For the self-hating ones among us, such attentions are likely to trigger acute discomfort and anxiety: why does our lover seem to think so much better of us than we think of ourselves? Why do they hold us in such high esteem when we, for our part, cannot bear our reflection? How have we come to be so heroic in their eyes when we are so despicable in our own? Why do they call us beautiful and kind, intelligent and thoughtful when we feel as if we are none of these things? Their attentions end up having to be met with all the disdain we accord to false flatterers. We are sickened to receive gifts that we are, deep down, sure we do not deserve.
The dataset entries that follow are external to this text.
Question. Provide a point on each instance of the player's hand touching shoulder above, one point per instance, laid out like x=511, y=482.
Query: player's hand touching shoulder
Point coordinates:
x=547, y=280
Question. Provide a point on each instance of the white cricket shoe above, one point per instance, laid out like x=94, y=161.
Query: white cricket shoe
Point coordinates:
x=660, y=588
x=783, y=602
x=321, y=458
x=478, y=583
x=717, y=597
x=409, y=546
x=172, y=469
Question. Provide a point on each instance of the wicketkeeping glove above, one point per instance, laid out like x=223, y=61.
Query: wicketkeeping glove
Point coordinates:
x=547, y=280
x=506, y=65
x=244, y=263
It’s as an escape from this form of nausea that we may run into the arms of people who can be relied upon to be satisfactorily cruel to us. They aren’t delighted when we walk into a room, they have no interest in our childhoods or what happened to us today, they show no particular enthusiasm for sleeping with us, they flirt with others and give us no guarantee that the relationship will survive until tomorrow. It sounds appalling and in a sense it is, but it may feel a lot less appalling than to be showered by a kindness we are certain in our bones that we have never earnt. At least the meanness on display accords perfectly with our assessment of ourselves. 

Whatever we may claim, there are almost always a host of potential romantic partners ready to treat us very nicely; it is just that – without any awareness of the process – we have probably become experts at dismissing them at the first opportunity, tossing them aside with terms like ‘boring’ or ‘uninspiring’ – by which we really mean: uninclined to think as badly of us as we think of ourselves or unlikely to make us suffer in the way we need to suffer in order to feel we are receiving the sort of attention that befits us. 

In truth, these kind people are generally very far from dull or stupid. They have cleverly spotted something about us that we have not yet taken on board: that we are not appalling and that beneath our defences, we remain kind, sweet and worthy. These observers just frighten us because, with their kindness, they challenge a fundamental pillar of our psychology, the idea that we are owed punishment. 

We will learn to see many such kind lovers waiting for us in the wings, and will be far readier to let them into our affections, the moment we can accept that, for all our many (yet utterly normal) flaws, we don’t deserve to be treated badly for the rest of our lives.